The orientation of the layer. The default (NA) automatically determines the orientation from the aesthetic mapping. In the rare event that this fails it can be given explicitly by setting orientation to either "x" or "y". See the Orientation section for more detail.

inherit.aes

If FALSE, overrides the default aesthetics, rather than combining with them.

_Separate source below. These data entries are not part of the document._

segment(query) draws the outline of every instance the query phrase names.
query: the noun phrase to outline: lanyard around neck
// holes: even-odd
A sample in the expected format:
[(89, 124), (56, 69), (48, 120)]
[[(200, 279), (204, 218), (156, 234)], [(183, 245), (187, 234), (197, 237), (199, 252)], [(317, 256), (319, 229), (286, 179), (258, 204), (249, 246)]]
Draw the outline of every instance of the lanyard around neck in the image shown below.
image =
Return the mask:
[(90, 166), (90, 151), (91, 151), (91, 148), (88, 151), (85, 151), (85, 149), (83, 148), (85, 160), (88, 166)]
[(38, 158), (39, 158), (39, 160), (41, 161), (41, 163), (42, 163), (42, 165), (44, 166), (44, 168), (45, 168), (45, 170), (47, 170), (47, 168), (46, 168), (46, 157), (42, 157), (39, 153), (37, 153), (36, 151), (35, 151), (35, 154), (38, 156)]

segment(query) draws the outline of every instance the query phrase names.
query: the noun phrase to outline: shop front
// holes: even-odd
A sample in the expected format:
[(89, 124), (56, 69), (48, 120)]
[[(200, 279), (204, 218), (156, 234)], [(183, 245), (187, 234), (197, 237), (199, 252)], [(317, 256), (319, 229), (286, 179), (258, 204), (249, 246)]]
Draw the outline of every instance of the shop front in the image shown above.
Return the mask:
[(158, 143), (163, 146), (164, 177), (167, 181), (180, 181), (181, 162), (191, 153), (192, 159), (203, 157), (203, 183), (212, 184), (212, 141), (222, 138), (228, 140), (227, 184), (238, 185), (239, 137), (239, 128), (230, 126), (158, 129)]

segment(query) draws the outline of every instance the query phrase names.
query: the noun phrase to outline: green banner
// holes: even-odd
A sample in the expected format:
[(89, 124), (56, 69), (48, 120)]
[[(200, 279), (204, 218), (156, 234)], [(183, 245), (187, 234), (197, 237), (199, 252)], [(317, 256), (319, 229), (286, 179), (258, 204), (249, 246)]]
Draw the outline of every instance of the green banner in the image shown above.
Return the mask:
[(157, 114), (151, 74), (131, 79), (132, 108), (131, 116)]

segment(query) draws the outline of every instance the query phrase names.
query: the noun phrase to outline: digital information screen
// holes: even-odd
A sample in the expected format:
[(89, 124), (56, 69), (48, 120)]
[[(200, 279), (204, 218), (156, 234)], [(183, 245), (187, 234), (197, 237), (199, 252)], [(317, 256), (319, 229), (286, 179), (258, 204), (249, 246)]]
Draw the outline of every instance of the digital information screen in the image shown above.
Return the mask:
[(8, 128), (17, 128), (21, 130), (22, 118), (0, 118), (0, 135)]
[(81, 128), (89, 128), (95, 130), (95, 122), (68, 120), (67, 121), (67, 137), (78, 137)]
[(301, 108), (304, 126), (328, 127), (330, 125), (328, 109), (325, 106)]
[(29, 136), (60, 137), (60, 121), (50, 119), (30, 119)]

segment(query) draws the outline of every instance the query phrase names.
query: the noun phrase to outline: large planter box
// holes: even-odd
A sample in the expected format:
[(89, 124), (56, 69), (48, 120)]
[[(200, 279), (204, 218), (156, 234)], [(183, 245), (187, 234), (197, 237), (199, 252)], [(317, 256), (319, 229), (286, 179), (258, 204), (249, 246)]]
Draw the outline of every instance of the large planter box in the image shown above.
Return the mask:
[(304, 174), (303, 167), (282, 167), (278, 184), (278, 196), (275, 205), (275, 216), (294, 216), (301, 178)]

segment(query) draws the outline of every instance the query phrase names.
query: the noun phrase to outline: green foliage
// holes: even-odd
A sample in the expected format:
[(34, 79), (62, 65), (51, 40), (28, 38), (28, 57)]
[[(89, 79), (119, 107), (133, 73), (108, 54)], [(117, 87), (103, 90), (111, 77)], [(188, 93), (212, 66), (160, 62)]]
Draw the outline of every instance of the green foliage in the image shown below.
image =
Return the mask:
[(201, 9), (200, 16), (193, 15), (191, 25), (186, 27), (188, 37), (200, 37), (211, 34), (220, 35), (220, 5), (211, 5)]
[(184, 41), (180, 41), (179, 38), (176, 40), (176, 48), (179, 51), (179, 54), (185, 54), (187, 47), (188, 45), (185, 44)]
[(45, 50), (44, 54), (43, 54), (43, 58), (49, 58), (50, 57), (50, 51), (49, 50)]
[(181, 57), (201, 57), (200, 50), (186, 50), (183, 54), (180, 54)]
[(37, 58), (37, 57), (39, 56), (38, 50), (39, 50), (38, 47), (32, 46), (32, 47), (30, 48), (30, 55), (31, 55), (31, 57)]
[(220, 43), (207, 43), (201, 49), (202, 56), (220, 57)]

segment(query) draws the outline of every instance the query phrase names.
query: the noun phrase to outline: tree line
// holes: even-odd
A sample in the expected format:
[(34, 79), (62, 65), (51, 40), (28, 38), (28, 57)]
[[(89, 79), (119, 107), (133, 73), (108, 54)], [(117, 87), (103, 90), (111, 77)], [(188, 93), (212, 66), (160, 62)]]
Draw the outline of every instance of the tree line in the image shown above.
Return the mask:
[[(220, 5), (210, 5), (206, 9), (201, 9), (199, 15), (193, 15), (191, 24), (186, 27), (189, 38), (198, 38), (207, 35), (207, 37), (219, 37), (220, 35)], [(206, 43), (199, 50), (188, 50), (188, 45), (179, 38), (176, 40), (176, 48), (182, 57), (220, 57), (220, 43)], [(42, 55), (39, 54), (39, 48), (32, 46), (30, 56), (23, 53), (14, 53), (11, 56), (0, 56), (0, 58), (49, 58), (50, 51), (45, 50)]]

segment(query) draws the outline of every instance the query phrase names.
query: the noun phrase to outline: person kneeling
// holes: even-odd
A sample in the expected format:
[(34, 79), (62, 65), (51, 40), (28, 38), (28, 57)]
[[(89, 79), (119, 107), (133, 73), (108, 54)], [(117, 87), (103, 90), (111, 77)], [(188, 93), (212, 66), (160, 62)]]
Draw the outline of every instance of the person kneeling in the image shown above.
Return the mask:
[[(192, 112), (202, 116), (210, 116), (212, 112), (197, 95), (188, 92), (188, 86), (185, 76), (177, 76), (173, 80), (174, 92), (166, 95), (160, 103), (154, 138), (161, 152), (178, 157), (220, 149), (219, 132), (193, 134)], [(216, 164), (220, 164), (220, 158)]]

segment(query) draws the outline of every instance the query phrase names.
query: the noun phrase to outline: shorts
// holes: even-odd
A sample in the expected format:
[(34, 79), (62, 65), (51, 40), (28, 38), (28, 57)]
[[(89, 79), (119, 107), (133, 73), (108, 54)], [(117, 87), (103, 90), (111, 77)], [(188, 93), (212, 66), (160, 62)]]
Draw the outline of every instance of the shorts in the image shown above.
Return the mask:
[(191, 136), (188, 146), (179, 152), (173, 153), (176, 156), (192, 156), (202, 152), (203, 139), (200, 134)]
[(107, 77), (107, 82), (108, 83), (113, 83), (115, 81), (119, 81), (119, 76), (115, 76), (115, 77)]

This is most useful for helper functions that define both data and aesthetics and shouldn't inherit behaviour from the default plot specification, e.g. borders().

outline.type

Type of the outline of the area; "both" draws both the upper and lower lines, "upper"/"lower" draws the respective lines only. "full" draws a closed polygon around the area.

Examples

data("sample")
example <- age_ICP(sample, zeta = c(0.1188, 0.0119))
# IsoplotR::kde(example$ages$t)
ggplot2::ggplot(data = example$ages, mapping = ggplot2::aes(x = t)) +
  stat_aKDE(adaptive = TRUE) +
  stat_aKDE(adaptive = FALSE, color = "red", fill = NA)
#> Warning: Removed 3 rows containing non-finite outside the scale range
#> (`stat_density_adaptive()`).
#> Warning: Removed 3 rows containing non-finite outside the scale range
#> (`stat_density_adaptive()`).


ggplot2::ggplot(
  data = example$ages,
  mapping = ggplot2::aes(x = t, weight = t / st)
) +
  geom_aKDE(
    ggplot2::aes(y = ggplot2::after_stat(scaled)),
    kernel = "epanechnikov", fill = "steelblue", alpha = .75
  ) +
  ggplot2::geom_histogram(
    ggplot2::aes(y = ggplot2::after_stat(ncount)),
    color = "grey", fill = "grey", alpha = .5
  ) +
  ggplot2::geom_rug(alpha = 0.5)
#> Warning: Removed 3 rows containing non-finite outside the scale range
#> (`stat_density_adaptive()`).
#> `stat_bin()` using `bins = 30`. Pick better value with `binwidth`.
#> Warning: Removed 3 rows containing non-finite outside the scale range (`stat_bin()`).